The Coming Economic Disaster, and the Last Chance to Avert It
A few years ago, the American Establishment dismissed China's economic challenge. A sclerotic, dictatorial system couldn't innovate, only copy, the jingle went, so we really didn't have to worry about them. Gordon Chang, the neocons' favorite China expert, released a new edition of his book The Coming Collapse of China every couple of years.
Now, the attitude of the Establishment has shifted from contempt to panic, rather like the British facing a Japanese army advancing on Singapore in 1942. The Establishment is now defeatist. It is one thing to concede more power to China in the South China Sea, for example, and quite another to accept Chinese dominance in high-tech trade. That would be a disaster.
Unfortunately, we are now headed for such a disaster.
From my essay "A Path Out of the Trade and Savings Trap" in the current issue of Journal of American Affairs:
Except in Africa and South Asia, the world’s population is aging rapidly. Between 2010 and 2050 the proportion of Americans over 65 will nearly double assuming constant fertility and immigration. By 2034 the Social Security Trust Funds will be depleted. By that time there will be two Americans over 65 for every five Americans of working age; if the government taxes earnings on a pay-as-you-go model, the burden on working Americans will be insupportable. The average American family has saved only $96,000 for retirement; more pertinent, the median family has saved just $5,000.
There is another side to America’s inadequate savings rate, and that is a chronic current account deficit. Countries save by exporting more than they import and saving the balance. The economics literature documents the close relationship between rates of aging, savings, and current account balances. Older people lend to younger people to fund retirement, and younger people borrow from older people to start families and build enterprises. Countries with a higher proportion of aging people have a greater need for savings, and typically run a current account surplus with countries that have a younger population. ... Without exports, we cannot save; with a chronic trade deficit, we cannot help but dissave at exactly the point when we require an increase in savings. Thus America is headed towards a catastrophe. Can it be averted?

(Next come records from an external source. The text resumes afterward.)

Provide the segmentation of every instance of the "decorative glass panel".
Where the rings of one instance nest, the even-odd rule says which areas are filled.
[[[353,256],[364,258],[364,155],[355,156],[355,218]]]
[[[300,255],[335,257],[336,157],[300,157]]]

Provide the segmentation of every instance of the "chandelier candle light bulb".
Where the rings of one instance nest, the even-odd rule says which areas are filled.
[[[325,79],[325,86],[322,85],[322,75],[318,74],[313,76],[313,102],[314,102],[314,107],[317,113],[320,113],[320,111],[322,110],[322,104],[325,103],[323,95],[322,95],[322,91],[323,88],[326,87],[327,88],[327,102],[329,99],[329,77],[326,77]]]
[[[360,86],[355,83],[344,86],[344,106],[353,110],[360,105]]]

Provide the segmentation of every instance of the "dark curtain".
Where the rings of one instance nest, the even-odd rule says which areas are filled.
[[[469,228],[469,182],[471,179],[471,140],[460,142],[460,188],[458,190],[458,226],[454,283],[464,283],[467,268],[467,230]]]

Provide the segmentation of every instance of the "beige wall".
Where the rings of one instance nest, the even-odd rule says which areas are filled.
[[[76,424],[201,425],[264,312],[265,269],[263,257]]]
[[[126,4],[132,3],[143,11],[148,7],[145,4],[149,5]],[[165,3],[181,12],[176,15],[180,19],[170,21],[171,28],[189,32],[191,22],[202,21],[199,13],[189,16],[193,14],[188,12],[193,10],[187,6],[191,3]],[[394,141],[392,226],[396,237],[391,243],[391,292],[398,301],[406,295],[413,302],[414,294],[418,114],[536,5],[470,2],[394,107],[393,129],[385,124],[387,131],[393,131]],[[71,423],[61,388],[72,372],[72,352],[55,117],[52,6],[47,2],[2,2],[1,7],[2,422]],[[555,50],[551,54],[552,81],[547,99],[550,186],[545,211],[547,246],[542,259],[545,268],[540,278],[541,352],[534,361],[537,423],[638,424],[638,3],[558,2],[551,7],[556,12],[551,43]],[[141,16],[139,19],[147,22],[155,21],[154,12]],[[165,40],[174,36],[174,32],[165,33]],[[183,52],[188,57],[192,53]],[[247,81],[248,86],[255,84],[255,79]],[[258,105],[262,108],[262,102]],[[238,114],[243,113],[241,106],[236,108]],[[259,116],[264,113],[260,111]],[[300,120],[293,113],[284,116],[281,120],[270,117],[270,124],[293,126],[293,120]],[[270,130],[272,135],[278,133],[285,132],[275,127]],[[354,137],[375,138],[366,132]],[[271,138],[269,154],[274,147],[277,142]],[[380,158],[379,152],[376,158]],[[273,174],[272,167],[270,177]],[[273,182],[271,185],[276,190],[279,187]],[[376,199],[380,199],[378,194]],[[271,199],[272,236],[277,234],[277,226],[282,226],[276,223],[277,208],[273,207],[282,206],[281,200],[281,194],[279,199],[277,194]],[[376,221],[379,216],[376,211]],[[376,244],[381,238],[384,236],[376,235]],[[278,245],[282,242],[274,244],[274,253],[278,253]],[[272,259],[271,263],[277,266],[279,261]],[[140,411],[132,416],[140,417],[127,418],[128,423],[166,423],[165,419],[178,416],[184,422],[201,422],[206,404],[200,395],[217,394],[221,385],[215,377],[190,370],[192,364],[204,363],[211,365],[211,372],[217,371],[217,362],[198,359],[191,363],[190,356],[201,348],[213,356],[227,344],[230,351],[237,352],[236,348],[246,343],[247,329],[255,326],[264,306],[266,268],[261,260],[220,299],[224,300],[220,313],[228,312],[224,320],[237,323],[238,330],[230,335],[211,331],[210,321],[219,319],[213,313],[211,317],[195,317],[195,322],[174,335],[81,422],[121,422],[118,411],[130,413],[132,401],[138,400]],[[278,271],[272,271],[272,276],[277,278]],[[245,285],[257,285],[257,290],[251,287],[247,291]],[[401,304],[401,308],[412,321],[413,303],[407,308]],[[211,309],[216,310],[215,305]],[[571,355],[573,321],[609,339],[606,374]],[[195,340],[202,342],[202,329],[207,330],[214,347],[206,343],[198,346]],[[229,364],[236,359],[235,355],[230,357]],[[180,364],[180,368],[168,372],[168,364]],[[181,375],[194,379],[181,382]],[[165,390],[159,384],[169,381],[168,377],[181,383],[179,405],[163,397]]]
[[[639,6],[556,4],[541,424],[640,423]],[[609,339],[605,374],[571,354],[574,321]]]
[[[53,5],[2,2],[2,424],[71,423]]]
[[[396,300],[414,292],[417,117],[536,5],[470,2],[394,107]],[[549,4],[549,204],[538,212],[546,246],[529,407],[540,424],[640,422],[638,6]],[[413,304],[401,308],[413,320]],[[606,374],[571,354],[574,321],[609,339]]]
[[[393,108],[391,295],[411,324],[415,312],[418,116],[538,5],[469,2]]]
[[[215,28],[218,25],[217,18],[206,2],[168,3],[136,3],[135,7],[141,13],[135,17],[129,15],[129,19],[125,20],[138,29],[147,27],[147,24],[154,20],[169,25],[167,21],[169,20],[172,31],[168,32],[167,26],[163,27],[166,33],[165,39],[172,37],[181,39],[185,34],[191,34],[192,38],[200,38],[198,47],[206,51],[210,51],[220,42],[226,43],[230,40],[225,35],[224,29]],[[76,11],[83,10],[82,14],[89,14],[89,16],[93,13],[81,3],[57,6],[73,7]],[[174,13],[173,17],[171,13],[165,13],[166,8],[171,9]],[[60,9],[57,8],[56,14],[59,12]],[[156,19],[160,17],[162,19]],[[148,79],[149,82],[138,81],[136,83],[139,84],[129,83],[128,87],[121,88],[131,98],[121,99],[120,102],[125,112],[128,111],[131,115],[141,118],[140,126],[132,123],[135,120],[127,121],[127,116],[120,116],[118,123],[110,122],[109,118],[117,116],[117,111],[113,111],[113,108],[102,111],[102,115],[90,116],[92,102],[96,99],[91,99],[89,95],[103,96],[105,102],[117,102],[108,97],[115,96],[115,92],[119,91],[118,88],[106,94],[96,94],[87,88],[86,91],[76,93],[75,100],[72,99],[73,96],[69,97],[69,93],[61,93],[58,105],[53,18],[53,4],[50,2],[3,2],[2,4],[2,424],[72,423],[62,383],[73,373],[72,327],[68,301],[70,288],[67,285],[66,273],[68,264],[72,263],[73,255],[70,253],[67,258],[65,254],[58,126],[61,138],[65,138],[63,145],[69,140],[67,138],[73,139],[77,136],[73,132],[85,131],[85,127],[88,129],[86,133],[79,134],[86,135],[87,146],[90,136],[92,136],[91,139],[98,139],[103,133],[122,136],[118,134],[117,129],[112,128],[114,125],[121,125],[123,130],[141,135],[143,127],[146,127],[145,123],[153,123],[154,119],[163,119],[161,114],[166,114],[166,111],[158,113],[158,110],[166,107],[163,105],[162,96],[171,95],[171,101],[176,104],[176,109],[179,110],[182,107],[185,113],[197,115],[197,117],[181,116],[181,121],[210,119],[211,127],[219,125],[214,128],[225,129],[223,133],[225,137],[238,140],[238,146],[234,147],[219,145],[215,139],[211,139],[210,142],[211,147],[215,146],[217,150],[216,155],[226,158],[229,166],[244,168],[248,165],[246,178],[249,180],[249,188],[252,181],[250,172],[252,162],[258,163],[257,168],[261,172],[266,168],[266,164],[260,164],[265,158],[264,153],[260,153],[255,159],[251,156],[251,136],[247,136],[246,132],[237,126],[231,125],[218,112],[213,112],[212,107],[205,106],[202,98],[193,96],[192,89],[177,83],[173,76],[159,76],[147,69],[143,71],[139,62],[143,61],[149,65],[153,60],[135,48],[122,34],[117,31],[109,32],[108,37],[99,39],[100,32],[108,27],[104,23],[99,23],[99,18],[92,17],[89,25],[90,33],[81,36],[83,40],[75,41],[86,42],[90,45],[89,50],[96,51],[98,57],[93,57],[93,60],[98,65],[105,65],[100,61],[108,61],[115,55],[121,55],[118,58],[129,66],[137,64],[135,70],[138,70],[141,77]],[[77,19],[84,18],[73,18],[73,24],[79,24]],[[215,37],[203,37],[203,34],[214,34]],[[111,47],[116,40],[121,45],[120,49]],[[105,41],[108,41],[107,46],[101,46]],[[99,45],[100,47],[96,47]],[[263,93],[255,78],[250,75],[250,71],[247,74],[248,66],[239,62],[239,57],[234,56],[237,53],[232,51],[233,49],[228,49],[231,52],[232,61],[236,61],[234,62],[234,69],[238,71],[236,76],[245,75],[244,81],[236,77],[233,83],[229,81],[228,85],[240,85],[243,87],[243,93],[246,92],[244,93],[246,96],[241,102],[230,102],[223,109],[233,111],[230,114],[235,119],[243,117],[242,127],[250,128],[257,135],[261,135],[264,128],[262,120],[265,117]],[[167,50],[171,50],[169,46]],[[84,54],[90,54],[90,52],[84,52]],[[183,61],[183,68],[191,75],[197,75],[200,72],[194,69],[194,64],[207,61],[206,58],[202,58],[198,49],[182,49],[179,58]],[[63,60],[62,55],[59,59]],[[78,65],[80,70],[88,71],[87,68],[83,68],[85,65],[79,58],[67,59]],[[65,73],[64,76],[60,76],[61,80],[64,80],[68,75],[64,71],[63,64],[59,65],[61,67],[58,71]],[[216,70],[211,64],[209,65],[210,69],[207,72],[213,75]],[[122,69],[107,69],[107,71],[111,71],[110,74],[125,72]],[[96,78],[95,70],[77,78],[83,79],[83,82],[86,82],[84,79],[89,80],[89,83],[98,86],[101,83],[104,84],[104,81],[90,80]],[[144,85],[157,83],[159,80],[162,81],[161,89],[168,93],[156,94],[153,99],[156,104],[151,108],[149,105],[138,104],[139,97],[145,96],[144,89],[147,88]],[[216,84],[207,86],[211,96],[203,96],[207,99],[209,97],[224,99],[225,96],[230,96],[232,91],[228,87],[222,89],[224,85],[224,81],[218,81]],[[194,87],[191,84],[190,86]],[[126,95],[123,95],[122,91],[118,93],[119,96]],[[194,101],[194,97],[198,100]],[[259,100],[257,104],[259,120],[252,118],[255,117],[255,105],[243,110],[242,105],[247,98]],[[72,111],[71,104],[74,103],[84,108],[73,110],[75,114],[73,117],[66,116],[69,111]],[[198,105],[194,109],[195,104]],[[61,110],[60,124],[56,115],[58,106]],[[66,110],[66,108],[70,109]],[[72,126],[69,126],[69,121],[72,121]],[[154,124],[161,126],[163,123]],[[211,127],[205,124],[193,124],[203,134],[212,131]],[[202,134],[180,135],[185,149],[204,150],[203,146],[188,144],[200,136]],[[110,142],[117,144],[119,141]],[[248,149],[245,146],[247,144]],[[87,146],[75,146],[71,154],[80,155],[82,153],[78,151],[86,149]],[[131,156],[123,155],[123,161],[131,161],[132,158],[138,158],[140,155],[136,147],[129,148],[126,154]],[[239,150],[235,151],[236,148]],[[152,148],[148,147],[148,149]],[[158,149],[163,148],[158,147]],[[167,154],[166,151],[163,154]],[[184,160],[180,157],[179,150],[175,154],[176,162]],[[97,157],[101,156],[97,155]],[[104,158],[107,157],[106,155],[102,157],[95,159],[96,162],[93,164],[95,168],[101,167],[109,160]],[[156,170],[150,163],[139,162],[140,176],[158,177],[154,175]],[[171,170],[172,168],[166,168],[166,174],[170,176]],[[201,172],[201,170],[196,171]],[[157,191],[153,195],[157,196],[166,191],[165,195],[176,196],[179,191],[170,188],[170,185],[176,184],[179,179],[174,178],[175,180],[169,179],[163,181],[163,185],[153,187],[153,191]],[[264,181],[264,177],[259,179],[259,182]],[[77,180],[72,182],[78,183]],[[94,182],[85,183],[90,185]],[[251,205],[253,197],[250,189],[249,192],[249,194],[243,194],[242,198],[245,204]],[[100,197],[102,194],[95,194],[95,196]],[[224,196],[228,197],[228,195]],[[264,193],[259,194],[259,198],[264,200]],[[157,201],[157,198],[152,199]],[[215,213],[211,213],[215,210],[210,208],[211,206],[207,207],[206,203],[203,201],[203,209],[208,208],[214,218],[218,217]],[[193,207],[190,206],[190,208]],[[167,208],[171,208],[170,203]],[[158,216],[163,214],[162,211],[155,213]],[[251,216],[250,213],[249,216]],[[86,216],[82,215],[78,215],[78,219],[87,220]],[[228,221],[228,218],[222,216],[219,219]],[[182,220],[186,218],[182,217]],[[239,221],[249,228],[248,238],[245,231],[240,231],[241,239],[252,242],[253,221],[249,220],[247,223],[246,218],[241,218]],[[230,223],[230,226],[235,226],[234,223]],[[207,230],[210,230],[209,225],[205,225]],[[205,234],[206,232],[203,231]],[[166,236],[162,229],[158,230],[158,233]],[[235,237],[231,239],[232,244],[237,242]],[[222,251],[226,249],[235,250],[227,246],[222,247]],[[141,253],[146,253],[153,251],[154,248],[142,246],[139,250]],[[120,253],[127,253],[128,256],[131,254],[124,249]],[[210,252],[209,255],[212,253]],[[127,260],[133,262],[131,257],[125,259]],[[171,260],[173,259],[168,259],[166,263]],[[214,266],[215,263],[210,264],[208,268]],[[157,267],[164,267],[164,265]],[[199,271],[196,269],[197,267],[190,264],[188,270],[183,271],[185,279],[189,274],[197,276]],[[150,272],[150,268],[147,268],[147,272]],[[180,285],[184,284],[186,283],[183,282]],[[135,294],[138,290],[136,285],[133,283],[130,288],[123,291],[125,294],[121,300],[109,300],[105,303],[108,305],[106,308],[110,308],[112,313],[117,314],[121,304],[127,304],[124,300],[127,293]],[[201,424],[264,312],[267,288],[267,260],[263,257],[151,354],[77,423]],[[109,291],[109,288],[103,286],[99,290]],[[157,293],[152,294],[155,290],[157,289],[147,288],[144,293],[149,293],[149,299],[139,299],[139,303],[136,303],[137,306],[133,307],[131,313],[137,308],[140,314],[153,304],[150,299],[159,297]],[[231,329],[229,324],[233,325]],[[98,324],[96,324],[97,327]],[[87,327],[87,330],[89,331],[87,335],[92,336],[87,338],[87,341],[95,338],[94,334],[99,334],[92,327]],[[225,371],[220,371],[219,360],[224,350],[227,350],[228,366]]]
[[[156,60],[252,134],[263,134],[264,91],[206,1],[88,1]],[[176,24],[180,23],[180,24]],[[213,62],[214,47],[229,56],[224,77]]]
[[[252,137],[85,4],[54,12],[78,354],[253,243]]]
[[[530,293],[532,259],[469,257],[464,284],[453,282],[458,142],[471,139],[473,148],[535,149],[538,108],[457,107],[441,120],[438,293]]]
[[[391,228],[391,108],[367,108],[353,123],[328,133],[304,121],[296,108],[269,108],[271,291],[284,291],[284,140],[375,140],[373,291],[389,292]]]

Yes, it can, but time is getting short.
China's economy is already roughly the size of America's. At its current growth rate it will be twice the size of America's some time in the 2020s. Here is what we need to do, from the conclusion of the same essay:
The good news is that the prospects are good for a quantum jump in productivity in the developing world. The bad news is that China is acting aggressively to position itself as the dominant equipment supplier, investor, joint venture partner and technology provider in this revolution. By contrast, the United States is drifting towards the export profile of Brazil, with strength in agricultural commodities and energy but overall weakness in high-technology manufacturing and exports.
America’s problems are so grave that trade protection will do little to solve them. American innovations gave us the high-tech manufacturing industries that China now dominates, and the ultimate solution is to create new industries that make the existing investment opportunity set obsolete. Some ambitious steps are a prerequisite for overtaking China.

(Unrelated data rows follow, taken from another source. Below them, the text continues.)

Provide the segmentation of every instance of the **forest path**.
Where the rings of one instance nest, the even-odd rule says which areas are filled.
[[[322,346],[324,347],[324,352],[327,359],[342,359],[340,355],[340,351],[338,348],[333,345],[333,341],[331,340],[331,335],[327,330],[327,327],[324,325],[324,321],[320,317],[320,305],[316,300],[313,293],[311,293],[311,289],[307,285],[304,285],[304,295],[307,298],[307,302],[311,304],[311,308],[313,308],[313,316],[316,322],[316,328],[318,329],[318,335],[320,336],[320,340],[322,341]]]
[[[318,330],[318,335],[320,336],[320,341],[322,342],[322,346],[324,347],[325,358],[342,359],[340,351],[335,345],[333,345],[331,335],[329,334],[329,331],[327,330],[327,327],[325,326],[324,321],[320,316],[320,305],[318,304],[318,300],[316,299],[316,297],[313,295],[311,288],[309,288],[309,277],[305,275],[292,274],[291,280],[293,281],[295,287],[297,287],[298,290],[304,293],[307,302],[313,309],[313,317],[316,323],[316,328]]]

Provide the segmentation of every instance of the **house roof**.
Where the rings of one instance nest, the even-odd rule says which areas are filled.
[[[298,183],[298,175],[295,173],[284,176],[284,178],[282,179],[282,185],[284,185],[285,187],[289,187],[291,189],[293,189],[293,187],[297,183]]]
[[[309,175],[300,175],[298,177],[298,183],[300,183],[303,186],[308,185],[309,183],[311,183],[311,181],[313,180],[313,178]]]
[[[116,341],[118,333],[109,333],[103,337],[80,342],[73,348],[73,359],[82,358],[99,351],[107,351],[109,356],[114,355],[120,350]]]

First, the government cannot sit on the sidelines while China massively subsidizes its own industries. I do not propose that we copy China’s policy of directly subsidizing industries we think desirable; this leads to enormous waste and inefficiency, as well as corruption. But the U.S. government should fund basic research into new physical processes and technologies under the aegis of the Defense Department and NASA, as it did when John F. Kennedy promised a moon landing and when Ronald Reagan promised to build a missile defense system. I elaborated such a policy in my essay “The Digital Age Produces Binary Outcomes,” in this journal (Vol. I, No. 1).
Second, the United States must refocus education subsidies on STEM training, as it did after the 1957 Sputnik launch. Only 8 percent of American undergraduates choose engineering as a major, compared to more than 30 percent in China (which now graduates four times as many engineers as the United States).
Third, the United States should use a range of measures to force parts of the high-tech supply chain back to the United States. A first step would be to require 100 percent American content for semiconductors, flat panels, sensors, and other key components of defense equipment. That will raise the cost of defense goods considerably, but it is a measure justifiable on national security grounds alone, and will repatriate key elements of high-tech production. Other measures to prevent American innovations from migrating to production lines elsewhere will be required. It won’t quite be Ricardian comparative advantage, but that’s the way the cards lie.
Fourth, the United States should compete head to head with China for predominance in the communications and information revolution now underway in the developing world, especially with countries that look with dismay at the growth of Chinese power -- for example, India, now the world’s most populous country. China’s One Belt, One Road program does not guarantee its success in high-tech trade. There are some sectors in which it may be in our interest to cooperate with China, but many others in which competing institutions, for example the Asian Development Bank, can offer effective competition to Chinese influence. The United States and Japan are natural partners for this kind of enterprise. With a rapidly aging population and net foreign assets of $3.12 trillion as of the end of 2016, Japan needs high-return investment opportunities.